We also finally reached agreement with the Republican leadership on three of my important budget priorities: funding the 100,000 new teachers, doubling the number of children in after-school programs, and, at long last, paying our back dues to the United Nations. Somehow, Madeleine Albright and Dick Holbrooke had worked it out with Jesse Helms and the other UN skeptics. It took Dick longer than making peace in Bosnia, but I’m not sure anyone else could have done it. Hillary, Chelsea, and I arrived in Turkey for a five-day visit, an unusually long stay. I wanted to support the Turks in the aftermath of two devastating earthquakes, and to encourage them to continue to work with the United States and Europe. Turkey was a NATO ally and was hoping to be admitted to the European Union, a development I had been strongly supporting for years. It was one of a handful of countries whose future course would have a large impact on the twenty-first–century world. If it could resolve the Cyprus problem with Greece, reach an accommodation with its restive and sometimes repressed Kurdish minority, and maintain its identity as a secular Muslim democracy, Turkey could be the West’s gateway to a new Middle East. If peace in the Middle East fell victim to a rising tide of Islamic extremism, a stable, democratic Turkey could be a bulwark against its spread into Europe. I was glad to see President Demirel again. He was a large-minded man who wanted Turkey to be a bridge between East and West. I made my pitch for that vision to Prime Minister Bülent Ecevit and to the Turkish Grand National Assembly, urging them to reject isolationism and nationalism by resolving their problems with the Kurds and Greece and moving toward EU membership. The next day I made the same arguments to American and Turkish business leaders in Istanbul, after a stop at a tent city near Izmit to meet with earthquake victims. We visited with some of the families who had lost everything, and I thanked all the nations that had helped the victims, including Greece. Not long after the Turkish quakes, Greece had an earthquake of its own, and the Turks had returned the favor. If earthquakes could bring them together, they should be able to work together when the ground stopped moving.

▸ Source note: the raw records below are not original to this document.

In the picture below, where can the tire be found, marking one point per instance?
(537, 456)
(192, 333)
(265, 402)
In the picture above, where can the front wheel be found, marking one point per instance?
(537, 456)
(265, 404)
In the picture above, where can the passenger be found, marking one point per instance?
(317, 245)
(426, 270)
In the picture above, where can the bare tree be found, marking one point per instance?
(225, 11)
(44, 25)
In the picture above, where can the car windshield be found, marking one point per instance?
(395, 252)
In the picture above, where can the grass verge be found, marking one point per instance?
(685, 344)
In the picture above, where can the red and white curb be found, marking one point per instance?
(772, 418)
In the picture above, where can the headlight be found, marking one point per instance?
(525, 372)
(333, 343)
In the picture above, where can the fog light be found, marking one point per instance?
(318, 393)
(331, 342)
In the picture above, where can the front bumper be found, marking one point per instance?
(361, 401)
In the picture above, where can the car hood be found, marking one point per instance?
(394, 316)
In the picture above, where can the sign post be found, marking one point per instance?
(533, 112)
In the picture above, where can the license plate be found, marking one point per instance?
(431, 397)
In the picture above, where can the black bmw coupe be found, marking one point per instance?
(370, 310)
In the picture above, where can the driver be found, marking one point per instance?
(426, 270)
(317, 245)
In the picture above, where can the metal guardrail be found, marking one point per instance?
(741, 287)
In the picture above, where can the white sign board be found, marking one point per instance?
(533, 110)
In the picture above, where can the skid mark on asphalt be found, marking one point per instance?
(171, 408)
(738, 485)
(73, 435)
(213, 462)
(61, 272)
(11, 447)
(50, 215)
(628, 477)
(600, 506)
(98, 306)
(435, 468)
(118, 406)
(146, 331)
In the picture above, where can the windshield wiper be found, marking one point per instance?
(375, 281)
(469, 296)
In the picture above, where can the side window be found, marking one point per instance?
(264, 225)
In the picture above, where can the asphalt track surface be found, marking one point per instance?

My whole trip became defined for the Turks by the visit to the quake victims. When I held a young child in my arms, he reached up and grabbed my nose, just as Chelsea used to do when she was a toddler. A photographer got a shot of it, and the picture was in all the Turkish papers the next day. One of them carried it with the headline, “He’s a Turk!”
After my family visited the ruins of Ephesus, including one of the largest libraries in the Roman world and an open amphitheater where St. Paul had preached, I participated in a meeting of the fifty-four–nation Organization for Security and Cooperation in Europe, which had been organized in 1973 to advance democracy, human rights, and the rule of law. We were there to support the Stability Pact for the Balkans and a resolution of the continuing crisis in Chechnya that would end the terrorism against Russia and the excessive use of force against noncombatant Chechens. I also signed an agreement with the leaders of Kazakhstan, Turkmenistan, Azerbaijan, and Georgia committing the United States to support the development of two pipelines that would carry oil from the Caspian Sea to the West without going through Iran. Depending on what kind of future Iran chose to pursue, the pipeline agreement could prove to be of enormous consequence to the future stability of both the producing and consuming countries.
I was fascinated by Istanbul and its rich history as the capital of both the Ottoman Empire and the Roman Empire in the East. In another attempt to promote reconciliation, I visited the ecumenical patriarch of all the Orthodox churches, Bartholomew of Constantinople, and asked the Turks to reopen the Orthodox monastery in Istanbul. The patriarch gave me a beautiful scroll inscribed with what he knew was one of my favorite scriptural passages, from the eleventh chapter of Hebrews. It begins, “Faith is the assurance of things hoped for, the conviction of things not seen.”
While I was in Turkey, the White House and Congress reached a budget agreement that, in addition to my education initiatives, provided funding for more police, the Lands Legacy initiative, our commitments under the Wye River accord, and the new debt-relief initiative for the poorest countries. The Republicans also agreed to give up their most damaging anti-environmental riders to the appropriation bills.